Abschiebungsdebatte: Europarat warnt vor Druck auf Justiz
Der Generalsekretär des Europarats, Alain Berset, hat Forderungen von neun EU-Staaten, darunter Österreich, nach einer Neuauslegung der Europäischen Menschenrechtskonvention im Bereich Migration zur leichteren Abschiebung von ausländischen Straftätern zurückgewiesen. „Der Gerichtshof darf nicht als Waffe eingesetzt werden – weder gegen Regierungen noch von ihnen“, teilte Berset heute in einem Statement mit.
„Debatten sind gesund, aber eine Politisierung des Gerichtshofs ist es nicht“, heißt es in dem Statement Bersets weiter. „In einer Gesellschaft, die von Rechtsstaatlichkeit geprägt ist, sollte keine Justiz unter politischen Druck geraten. Institutionen, die die Grundrechte schützen, dürfen sich nicht den politischen Zyklen beugen. Wenn sie es doch tun, riskieren wir, genau die Stabilität zu untergraben, die sie gewährleisten sollen.“
Auch Österreich fordert leichtere Ausweisung
Neun europäische Länder, darunter Österreich, haben am Donnerstag dazu aufgerufen, die Ausweisung ausländischer Straftäter zu vereinfachen. Einen entsprechenden offenen Brief auf Initiative Dänemarks und Italiens über die Neuauslegung der Europäischen Menschenrechtskonvention im Bereich Migration unterzeichnete auch Bundeskanzler Christian Stocker (ÖVP). „Wir sollten auf nationaler Ebene mehr Spielraum haben, um zu entscheiden, wann wir kriminelle Ausländer ausweisen“, heißt es.
Genannt werden etwa Fälle von schweren Gewaltverbrechen und Drogenkriminalität. Die Unterzeichner betonen weiters, die Staaten müssten in der Lage sein, wirksame Maßnahmen gegen feindliche Staaten zu ergreifen, die durch die Instrumentalisierung von Migranten versuchten, „unsere Werte und Rechte gegen uns zu verwenden“.

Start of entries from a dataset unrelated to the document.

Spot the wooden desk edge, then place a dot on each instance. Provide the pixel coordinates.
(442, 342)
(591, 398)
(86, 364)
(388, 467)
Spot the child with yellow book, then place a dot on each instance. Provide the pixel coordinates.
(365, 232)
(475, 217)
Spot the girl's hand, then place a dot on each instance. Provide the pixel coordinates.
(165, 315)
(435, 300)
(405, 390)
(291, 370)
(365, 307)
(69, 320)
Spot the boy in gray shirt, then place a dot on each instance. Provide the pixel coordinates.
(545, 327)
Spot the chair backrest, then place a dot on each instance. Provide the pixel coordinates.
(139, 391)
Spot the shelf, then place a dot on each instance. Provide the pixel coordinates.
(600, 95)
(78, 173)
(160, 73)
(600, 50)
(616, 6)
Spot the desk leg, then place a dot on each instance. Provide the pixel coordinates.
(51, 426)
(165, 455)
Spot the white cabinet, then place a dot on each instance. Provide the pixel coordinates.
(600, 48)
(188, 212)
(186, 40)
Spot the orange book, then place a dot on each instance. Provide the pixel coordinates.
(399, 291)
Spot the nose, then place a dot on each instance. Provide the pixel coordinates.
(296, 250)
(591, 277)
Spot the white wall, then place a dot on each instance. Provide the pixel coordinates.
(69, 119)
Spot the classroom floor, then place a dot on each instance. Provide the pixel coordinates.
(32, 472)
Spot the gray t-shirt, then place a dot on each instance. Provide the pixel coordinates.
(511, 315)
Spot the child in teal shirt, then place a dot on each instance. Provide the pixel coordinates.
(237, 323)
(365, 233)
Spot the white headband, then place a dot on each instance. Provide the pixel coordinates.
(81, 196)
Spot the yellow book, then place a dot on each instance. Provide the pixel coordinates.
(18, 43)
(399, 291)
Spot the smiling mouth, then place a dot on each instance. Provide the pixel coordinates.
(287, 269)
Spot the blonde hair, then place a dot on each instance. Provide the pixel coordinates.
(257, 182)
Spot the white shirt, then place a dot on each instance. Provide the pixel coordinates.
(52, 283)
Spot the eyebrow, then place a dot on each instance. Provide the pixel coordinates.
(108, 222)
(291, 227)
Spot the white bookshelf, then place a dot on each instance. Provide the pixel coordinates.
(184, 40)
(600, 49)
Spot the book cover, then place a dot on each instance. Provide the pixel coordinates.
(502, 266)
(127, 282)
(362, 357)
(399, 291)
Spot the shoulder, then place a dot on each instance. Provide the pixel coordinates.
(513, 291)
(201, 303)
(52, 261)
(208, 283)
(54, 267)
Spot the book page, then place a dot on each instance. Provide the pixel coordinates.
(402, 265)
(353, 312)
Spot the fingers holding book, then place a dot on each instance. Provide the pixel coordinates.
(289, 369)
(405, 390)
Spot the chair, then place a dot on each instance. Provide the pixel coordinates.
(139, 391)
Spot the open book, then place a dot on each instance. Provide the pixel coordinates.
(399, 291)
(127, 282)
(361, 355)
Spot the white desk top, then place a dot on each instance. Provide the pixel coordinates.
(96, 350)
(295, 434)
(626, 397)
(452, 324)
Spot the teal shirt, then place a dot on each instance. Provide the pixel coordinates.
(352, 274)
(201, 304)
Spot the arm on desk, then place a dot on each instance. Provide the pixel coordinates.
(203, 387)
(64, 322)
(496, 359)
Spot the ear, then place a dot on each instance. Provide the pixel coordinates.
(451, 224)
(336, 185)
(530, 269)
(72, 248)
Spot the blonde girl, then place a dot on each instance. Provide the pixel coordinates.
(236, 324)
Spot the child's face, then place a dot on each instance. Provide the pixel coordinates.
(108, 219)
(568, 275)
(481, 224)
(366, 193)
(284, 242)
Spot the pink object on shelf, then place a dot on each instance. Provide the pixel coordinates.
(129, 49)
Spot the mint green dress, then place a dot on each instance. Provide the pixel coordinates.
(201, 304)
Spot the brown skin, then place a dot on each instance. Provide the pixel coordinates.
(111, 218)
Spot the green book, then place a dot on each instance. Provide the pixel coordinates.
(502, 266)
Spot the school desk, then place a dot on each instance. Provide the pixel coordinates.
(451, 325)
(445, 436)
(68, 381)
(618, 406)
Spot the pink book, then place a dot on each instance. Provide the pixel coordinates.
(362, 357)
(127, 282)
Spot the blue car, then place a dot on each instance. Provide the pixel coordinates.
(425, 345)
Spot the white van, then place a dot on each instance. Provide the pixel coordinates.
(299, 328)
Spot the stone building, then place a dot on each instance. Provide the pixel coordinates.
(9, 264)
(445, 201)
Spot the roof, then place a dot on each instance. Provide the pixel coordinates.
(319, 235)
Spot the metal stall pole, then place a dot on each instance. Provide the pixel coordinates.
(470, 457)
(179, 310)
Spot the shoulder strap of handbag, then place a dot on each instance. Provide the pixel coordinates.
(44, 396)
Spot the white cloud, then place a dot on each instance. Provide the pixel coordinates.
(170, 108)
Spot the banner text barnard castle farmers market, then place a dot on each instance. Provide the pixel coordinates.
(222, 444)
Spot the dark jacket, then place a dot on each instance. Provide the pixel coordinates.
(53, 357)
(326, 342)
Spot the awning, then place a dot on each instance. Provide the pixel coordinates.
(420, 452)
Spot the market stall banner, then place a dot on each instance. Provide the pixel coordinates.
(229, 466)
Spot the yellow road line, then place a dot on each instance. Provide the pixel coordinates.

Debatte über Auslegung der Konvention
Die Auslegung des Europäischen Menschenrechtsgerichtshofs (EGMR) habe in einigen Fällen die Fähigkeit eingeschränkt, die demokratischen Gesellschaften und die Bevölkerung vor den heutigen Herausforderungen zu schützen, betonen die Unterzeichner.
Der offene Brief geht nach Angaben aus dem Bundeskanzleramt zurück auf eine Initiative der dänischen Ministerpräsidentin Mette Frederiksen und der italienischen Ministerpräsidentin Giorgia Meloni und wird neben Bundeskanzler Stocker von den Regierungschefs aus Belgien, Tschechien, Estland, Lettland, Litauen und Polen unterstützt.